Una cabra en el tejado
02/05/2014 - 23:00
Dice Cicerón que la vida es un continuo problema que muchas veces nosotros mismos provocamos. Y alguien ha añadido que la vida sería muy monótona si no hubiera problemas a diario que nos den preocupaciones, pero también inquietudes y ánimos para afrontarlos. Siempre me acordaré, y prueba de ello es que lo recuerdo después de medio siglo, del problema que me encontré al llegar a finales de los sesenta a un pueblecito ribereño del Tajuña, tan ribereño que lleva a este río como apellido. Un pueblo entre rumores de choperas cuyos vecinos eran expertos en truchas, cebos y anzuelos aunque el Servicio Forestal del Estado tenga hoy que repoblar las aguas para que los aficionados no se desanimen. Llegué en las primeras horas de una tibia mañana de mayo y los árboles de ribera mostraban ya el brillante verde recién estrenado de las hojas nuevas prestas a dar frescura a las orillas cuando apretara el calor del mediodía. Eran las nueve de la mañana en el reloj del Ayuntamiento cuando saludé en la plaza al alcalde, de unos sesenta años, amigo mío, quien me presentó a una viejecita octogenaria a la que atendía.
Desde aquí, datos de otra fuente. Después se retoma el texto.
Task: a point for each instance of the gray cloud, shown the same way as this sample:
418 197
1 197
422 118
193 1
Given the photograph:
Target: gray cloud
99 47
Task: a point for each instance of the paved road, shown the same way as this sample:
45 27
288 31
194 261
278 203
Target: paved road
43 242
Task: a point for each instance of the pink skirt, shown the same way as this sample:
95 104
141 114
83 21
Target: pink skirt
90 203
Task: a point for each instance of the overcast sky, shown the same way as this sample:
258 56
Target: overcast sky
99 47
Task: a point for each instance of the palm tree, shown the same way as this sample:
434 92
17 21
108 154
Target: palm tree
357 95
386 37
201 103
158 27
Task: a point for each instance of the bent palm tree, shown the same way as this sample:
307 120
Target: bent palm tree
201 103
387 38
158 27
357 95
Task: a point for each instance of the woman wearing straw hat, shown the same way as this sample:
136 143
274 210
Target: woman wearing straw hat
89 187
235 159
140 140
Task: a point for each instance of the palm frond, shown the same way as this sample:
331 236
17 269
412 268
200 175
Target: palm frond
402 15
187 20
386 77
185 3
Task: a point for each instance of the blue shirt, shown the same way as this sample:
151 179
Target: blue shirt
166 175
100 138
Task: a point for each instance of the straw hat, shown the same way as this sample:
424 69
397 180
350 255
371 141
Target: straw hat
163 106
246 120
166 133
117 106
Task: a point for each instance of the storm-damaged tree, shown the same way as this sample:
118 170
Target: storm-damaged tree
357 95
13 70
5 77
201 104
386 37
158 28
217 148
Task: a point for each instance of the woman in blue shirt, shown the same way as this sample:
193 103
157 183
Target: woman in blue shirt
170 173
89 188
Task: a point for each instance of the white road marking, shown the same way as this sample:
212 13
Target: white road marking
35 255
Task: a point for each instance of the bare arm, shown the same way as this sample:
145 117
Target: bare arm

Estaba la anciana angustiada porque esa mañana padecía una situación insólita que no le había ocurrido nunca y que ese día no le permitiría desayunar. Aunque lo que para ella era una situación esperpéntica, con ribetes de dramática, a muchos podría parecerles una broma de mal gusto que se podría repetir. Y es que todos los días desayunaba con la leche recién ordeñada de su única cabra, que en su caso sí que era la vaca del pobre . La cabra se había encaramado horas antes al tejado de su casa de una planta y desde él se había pasado a otros tejados hasta perderla de vista. Y lo peor es que a esas horas, ya todos los hombres en el campo, no había en el pueblo ningún joven que pudiera arriesgase a perseguirla por las alturas, ni había en la localidad, de apenas dos docenas de habitantes, nadie que vendiera leche. Recordado el caso medio siglo después puede parecer nimio o exagerado, pero yo me fui apesarado de lo que entonces me pareció por lo menos conmovedor, quizá porque la anciana vivía sola, sin pensión y, a falta de Servicios Sociales, sobrevivía gracias a la caridad de sus convecinos. Pero me dolía el contraste de que en un pueblo que por la belleza de su entorno parecía que todos sus vecinos vivirían contentos y felices, hubiera alguno, como la anciana octogenaria, que no tenía para comer.